Menurut ketentuan pasal 9 ayat 1 UU Nomor 22 Tahun 1999, Propinsi merupakan Daerah Otonom yang berhak dan wajib menyelenggarakan urusan / kewenangan rumah tangganya. Sebagai daerah otonom, Propinsi bukan merupakan bawahan dari pemerintah Pusat, dan bukan merupakan atasan bagi Kabupaten / Kota (pasal 4 ayat 2 UU Nomor 22 Tahun 1999). Disamping itu, Gubernur berkedudukan pula selaku Wakil Pemerintah Pusat berdasarkan asas dekonsentrasi dan tugas pembantuan.

Dalam kedudukan yang pertama, secara politis maupun administratif tidak terdapat hubungan hierarkhis Propinsi dengan Kabupaten / Kota atau antara Gubernur dengan Bupati / Walikota. Akan tetapi sebagai konsekuensi sistem Negara Kesatuan, Kabupaten / Kota tetap merupakan bagian integral dari NKRI, sehingga tetap harus tunduk kepada kebijakan yang bersifat atau berskala nasional. Termasuk dalam hal ini, Kabupaten / Kota harus menghormati kewenangan Gubernur selaku Wakil Pemerintah Pusat di Daerah. Dengan kata lain, Propinsi juga memiliki kewenangan yang bersifat lintas Kabupaten / Kota atau makro regional, sehingga Kabupaten / Kota juga harus tunduk kepada kebijakan Propinsi yang bersifat makro regional. Termasuk kewenangan Propinsi sebagai pelaksana asas dekonsentrasi ini adalah kewenangan untuk menerapkan fungsi-fungsi administratif terhadap Kabupaten / Kota, khususnya yang menyangkut aspek koordinasi, kerjasama, kemitraan, pembinaan, serta pengawasan / pengendalian (penjelasan pasal 4 UU Nomor 22 Tahun 1999).

Pada sisi lain, antara Propinsi dengan Kabupaten / Kota terdapat saling keterikatan yang tercermin dalam hubungan kewenangan diantara keduanya. Hubungan kewenangan ini terjalin manakala suatu Kabupaten / Kota kurang mampu menyelenggarakan kewenangan otonominya secara optimal, sebagai akibat dari membengkaknya jumlah kewenangan secara tiba-tiba serta proses pengalihan berbagai sumber daya dari Pusat ke Daerah yang belum jelas. Dalam kondisi kurang mampu inilah, Kabupaten / Kota dapat melimpahkan / mengalihkan kewenangan tadi kepada Propinsi.

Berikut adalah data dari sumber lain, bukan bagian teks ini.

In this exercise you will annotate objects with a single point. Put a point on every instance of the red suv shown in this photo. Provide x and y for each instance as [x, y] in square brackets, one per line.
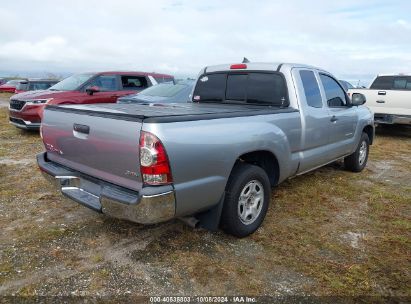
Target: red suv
[25, 109]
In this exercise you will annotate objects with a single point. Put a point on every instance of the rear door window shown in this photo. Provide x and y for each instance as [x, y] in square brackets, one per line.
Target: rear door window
[382, 83]
[311, 89]
[236, 87]
[160, 79]
[333, 91]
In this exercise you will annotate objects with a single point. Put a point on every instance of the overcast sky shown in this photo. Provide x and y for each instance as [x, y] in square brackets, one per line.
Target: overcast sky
[352, 39]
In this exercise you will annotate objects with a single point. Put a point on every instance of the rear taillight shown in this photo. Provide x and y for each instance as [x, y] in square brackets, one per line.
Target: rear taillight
[154, 164]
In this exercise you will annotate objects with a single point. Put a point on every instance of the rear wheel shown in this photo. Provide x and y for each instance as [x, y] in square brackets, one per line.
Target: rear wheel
[357, 161]
[247, 198]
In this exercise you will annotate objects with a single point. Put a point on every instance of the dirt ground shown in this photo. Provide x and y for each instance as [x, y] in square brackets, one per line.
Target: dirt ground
[329, 232]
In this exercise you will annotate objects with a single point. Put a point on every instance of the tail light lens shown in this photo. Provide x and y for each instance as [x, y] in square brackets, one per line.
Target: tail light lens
[154, 164]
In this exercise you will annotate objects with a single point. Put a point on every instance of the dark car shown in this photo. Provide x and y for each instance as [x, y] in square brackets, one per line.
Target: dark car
[26, 109]
[35, 85]
[162, 93]
[346, 85]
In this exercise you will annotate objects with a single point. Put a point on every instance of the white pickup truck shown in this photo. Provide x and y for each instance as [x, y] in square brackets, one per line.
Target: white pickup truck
[389, 98]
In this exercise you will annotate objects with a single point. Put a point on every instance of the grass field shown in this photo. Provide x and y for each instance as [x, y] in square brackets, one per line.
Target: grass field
[329, 232]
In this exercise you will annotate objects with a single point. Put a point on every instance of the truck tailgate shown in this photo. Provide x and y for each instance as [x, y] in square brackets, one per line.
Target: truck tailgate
[103, 146]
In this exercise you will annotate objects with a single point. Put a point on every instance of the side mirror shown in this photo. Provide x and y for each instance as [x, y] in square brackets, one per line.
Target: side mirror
[358, 99]
[91, 90]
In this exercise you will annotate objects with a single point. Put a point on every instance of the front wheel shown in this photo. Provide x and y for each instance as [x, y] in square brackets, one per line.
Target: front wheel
[247, 198]
[357, 161]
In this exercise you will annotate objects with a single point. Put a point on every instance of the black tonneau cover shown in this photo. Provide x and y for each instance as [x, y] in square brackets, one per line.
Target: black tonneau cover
[161, 113]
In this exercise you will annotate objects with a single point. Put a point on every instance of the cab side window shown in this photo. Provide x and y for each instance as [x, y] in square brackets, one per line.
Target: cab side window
[105, 83]
[311, 89]
[333, 91]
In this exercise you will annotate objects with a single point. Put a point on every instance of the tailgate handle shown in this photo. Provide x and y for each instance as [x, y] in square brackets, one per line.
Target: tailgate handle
[81, 128]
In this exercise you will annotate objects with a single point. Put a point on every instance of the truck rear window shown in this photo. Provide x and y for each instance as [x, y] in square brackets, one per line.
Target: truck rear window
[253, 87]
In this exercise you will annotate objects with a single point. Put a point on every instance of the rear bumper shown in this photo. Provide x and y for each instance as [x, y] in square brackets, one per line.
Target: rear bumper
[392, 119]
[150, 205]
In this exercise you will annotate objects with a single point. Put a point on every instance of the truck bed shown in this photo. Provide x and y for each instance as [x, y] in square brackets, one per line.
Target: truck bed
[163, 113]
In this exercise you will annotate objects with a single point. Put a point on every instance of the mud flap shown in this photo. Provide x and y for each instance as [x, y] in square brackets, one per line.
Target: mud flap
[210, 219]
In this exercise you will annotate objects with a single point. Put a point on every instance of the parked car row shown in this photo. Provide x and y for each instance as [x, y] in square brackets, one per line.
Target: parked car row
[211, 161]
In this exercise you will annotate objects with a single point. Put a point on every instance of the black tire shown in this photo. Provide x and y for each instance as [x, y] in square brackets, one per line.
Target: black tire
[355, 162]
[242, 176]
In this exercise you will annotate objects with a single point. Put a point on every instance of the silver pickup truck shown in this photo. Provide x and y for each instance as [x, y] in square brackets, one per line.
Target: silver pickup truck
[211, 162]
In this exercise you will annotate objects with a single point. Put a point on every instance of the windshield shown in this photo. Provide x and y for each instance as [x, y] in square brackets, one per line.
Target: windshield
[22, 86]
[71, 83]
[164, 90]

Dalam rangka menerima pengalihan kewenangan dari bawah ini, Propinsi wajib melakukan pembinaan kepada Kabupaten / Kota yang belum atau tidak mampu. Dengan kata lain, Propinsi bertanggungjawab tidak saja secara administratif, namun juga secara moral terhadap sukses atau gagalnya pelaksanaan kewenangan tertentu di seluruh Kabupaten / Kota di wilayah Propinsi. Padahal, gagalnya pelaksanaan kewenangan akan berakibat kepada gagalnya penyelenggaraan pelayanan umum kepada masyarakat. Itulah sebabnya keterlibatan Propinsi secara intensif tetap diperlukan dalam penetapan kebijakan di tingkat Kabupaten / Kota, sepanjang tidak mencampuri masalah rumah tangga otonomnya.


Sebagai penutup dapatlah kiranya kita renungkan bahwa penyelenggaraan pemerintahan di daerah sangatlah tidak etis jika didasarkan kepada prinsip superioritas disatu pihak dengan inferioritas di pihak lain. Antara pemerintah Pusat – Propinsi – Kabupaten / Kota, sesungguhnya membentuk suatu hubungan segitiga dengan kedudukan yang sejajar, dan sama-sama mengemban visi yang sama yakni meningkatkan pelayanan dan kesejahteraan masyarakat.


Tulisan ini dipublikasikan di Harian Republika, 26 September 2000.